I urged Durandond to recall everything he had been taught as a child about the Daidalon. He sighed. The spirit was weary. The house was becoming gloomy, earth closing in, the smell of dank suggesting that not everything was as pristine in this mortuary as perhaps it looked. Durandond was becoming agitated. He needed to reinhabit the corpse; to return to whatever island in the Realm of the Shadows of Heroes he rode with vigour. He was, after all, no more than one of the Dead, though he was not party to the vengeance that the Dead seemed to be wreaking on this land that he had claimed as his own.

Which was perhaps why he kept apart.

But this presence of memory was fading fast.

“When he died, in one of the citadels, he began to show what lay beneath. Flesh and bone, yes, but struts and tendons made of metal. And organs that were not blood-filled but metal-sheened. Bronze and silver and gold and copper; and there was amber in him; and hard stone that gleamed with colour when looked at in different ways, though it seemed at a glance to be as pure as ice. And other stones, shaped carefully, that bled rich colours, from scarlet to the blue of a summer sky; from twilight green to the dark purple that oozes from belladonna.

“The skin and flesh were just the mask. Some god, some forge of the gods, had filled the carcase of this man with moving parts.

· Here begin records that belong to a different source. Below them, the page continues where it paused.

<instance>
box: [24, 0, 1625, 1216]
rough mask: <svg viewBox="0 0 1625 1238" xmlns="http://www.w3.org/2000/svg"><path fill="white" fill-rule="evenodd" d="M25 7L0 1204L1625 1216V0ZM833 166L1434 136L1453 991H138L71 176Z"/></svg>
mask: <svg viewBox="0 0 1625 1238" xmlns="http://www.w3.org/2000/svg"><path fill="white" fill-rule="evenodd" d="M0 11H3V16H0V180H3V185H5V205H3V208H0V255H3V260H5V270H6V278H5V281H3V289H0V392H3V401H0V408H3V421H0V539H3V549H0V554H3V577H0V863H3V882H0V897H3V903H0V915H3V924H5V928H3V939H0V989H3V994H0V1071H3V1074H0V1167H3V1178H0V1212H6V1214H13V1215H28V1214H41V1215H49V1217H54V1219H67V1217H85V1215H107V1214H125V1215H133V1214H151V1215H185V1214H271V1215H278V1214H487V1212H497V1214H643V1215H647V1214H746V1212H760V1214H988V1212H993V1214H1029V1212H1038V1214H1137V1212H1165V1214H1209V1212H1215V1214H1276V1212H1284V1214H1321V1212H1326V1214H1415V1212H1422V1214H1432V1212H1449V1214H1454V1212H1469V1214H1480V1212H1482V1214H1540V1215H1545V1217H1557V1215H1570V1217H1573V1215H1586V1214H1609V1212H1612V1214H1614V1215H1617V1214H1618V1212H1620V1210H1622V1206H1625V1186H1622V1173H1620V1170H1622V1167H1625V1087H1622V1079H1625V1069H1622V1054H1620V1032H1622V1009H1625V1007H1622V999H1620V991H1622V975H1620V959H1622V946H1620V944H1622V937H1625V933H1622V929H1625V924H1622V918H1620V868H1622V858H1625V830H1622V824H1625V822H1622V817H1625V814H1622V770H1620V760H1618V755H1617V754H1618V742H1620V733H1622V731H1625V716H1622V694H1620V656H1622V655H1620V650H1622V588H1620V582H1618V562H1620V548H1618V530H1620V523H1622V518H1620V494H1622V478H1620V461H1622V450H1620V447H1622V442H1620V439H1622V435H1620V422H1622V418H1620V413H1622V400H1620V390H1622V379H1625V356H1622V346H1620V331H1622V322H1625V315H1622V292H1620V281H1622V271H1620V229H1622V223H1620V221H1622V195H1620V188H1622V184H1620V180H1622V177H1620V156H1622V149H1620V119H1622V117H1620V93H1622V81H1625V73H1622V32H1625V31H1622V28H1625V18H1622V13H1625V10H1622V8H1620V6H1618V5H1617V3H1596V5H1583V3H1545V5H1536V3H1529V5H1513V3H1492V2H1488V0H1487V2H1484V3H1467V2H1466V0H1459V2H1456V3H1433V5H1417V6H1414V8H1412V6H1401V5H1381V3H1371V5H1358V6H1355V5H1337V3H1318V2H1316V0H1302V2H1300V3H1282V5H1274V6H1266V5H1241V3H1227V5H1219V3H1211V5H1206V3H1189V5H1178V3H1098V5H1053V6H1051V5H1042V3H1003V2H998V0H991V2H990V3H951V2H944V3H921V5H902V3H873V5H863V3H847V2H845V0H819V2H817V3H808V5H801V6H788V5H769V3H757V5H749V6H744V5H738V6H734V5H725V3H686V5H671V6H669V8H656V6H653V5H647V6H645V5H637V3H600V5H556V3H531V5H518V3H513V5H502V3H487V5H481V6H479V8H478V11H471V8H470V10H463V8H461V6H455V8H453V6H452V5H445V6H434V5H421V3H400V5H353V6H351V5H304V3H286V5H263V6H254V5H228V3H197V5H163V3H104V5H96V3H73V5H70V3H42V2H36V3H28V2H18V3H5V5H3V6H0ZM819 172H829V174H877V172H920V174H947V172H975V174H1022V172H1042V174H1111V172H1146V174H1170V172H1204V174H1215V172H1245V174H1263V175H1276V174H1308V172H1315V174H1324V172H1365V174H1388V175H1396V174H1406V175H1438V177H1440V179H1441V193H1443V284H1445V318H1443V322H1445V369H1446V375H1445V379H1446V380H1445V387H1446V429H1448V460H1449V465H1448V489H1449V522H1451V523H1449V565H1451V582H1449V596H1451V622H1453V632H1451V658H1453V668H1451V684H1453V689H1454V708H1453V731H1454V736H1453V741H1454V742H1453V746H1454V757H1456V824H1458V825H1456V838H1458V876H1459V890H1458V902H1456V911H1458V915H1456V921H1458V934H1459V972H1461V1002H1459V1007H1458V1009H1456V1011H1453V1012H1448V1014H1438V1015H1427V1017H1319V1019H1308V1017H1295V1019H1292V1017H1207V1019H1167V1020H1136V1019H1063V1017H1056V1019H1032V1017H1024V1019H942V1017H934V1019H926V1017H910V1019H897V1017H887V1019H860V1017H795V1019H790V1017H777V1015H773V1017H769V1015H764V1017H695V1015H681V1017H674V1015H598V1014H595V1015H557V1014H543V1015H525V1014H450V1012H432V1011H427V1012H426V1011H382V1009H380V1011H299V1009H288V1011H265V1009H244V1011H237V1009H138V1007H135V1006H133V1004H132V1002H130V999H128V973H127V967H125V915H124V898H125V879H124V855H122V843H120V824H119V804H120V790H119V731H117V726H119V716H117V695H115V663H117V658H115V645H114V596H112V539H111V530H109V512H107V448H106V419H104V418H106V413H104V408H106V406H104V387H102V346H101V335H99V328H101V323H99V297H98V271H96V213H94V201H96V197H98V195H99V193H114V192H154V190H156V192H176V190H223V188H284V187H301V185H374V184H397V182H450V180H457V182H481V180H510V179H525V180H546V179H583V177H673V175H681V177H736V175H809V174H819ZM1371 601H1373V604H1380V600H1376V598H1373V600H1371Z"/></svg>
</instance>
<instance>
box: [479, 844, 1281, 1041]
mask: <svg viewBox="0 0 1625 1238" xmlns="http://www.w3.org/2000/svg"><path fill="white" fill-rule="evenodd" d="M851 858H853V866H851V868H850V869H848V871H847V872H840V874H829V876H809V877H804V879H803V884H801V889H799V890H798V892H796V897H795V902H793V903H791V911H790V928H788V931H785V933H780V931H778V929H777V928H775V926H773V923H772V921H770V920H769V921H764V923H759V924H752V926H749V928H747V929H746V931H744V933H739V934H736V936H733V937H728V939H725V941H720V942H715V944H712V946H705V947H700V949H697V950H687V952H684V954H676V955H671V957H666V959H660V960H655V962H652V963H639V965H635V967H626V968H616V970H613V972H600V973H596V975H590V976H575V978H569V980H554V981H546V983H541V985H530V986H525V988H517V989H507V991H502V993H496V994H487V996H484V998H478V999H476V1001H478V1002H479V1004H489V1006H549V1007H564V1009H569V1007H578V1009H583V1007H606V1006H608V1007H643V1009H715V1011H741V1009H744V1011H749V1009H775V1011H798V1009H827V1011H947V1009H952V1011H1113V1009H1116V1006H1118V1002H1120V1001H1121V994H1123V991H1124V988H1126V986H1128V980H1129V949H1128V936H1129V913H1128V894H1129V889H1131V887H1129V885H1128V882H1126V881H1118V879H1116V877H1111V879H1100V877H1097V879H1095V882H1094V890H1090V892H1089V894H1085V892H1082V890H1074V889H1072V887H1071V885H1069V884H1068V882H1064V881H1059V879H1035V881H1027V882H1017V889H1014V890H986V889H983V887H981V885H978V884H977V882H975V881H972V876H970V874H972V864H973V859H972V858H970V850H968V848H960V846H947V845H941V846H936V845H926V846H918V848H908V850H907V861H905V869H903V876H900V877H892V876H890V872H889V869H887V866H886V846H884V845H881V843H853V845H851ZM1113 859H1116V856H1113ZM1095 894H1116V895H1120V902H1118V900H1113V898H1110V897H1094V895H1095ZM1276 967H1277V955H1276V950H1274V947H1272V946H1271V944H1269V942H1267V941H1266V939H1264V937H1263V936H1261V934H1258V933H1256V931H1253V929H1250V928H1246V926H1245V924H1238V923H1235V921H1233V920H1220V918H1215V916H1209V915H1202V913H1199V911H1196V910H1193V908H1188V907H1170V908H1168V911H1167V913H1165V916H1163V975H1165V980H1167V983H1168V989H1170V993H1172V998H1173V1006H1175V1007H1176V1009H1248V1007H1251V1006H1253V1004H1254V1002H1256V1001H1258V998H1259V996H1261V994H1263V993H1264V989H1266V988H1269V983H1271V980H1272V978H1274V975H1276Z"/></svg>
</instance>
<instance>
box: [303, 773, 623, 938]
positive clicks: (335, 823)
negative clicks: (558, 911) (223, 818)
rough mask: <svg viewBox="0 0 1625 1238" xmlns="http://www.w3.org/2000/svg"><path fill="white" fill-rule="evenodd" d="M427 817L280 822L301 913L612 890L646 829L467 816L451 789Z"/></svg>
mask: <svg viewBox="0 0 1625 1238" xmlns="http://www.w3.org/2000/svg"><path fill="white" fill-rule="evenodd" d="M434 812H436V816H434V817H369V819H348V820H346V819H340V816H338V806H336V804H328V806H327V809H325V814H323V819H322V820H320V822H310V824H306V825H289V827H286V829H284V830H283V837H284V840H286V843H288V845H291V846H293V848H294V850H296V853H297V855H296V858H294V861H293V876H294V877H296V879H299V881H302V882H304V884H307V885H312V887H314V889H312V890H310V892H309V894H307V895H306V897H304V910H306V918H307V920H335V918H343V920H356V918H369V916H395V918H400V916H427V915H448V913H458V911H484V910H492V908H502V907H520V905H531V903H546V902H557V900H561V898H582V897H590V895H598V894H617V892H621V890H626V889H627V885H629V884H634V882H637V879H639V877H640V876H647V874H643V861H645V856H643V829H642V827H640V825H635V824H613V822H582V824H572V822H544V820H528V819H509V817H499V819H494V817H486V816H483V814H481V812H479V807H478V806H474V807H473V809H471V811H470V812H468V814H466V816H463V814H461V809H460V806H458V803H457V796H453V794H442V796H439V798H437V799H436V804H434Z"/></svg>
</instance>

“My ancestors cut him up and divided the parts. Five parts. Each had its own power: small gold discs from the eyes that opened a whole new world to those who knew how to look through them. His hands were bronze bones, but they could summon elemental forces that no Speaker could manage. The gold and silver plate that they found in his skull brought dreams and visions that have no meaning, but induced madness. In his tongue there was a golden comb that vibrated with sound, the sound of languages that no Speaker could comprehend. Some of the languages were in song form, so I’m told. When the comb sang—and it took only a touch of the metal to make it sing for a moon or more—the night sky changed.”

“How,” I asked him quietly, “do you know that the fifth part was stolen?”

“It happened during the twilight moment, shortly after I had died, when I still saw the world around me. I was making ready to ride to the river, to the Hostel of the Fine Red and Silver Horses, to select my steed for the other world. The mortuary house had been prepared at the end of a shaft, deep below, but I was still on the high platform, covered in my cloak and shield, in front of the doors to my hall. Speaker for the Land came furtively to where the grave gifts were being gathered. It was night. Though I was guarded by the High Woman and my surviving sons and their hounds, he must have entranced them. He opened the casket and removed the gold. He tied a cord to it and slung it round his neck. There was nothing I could do.”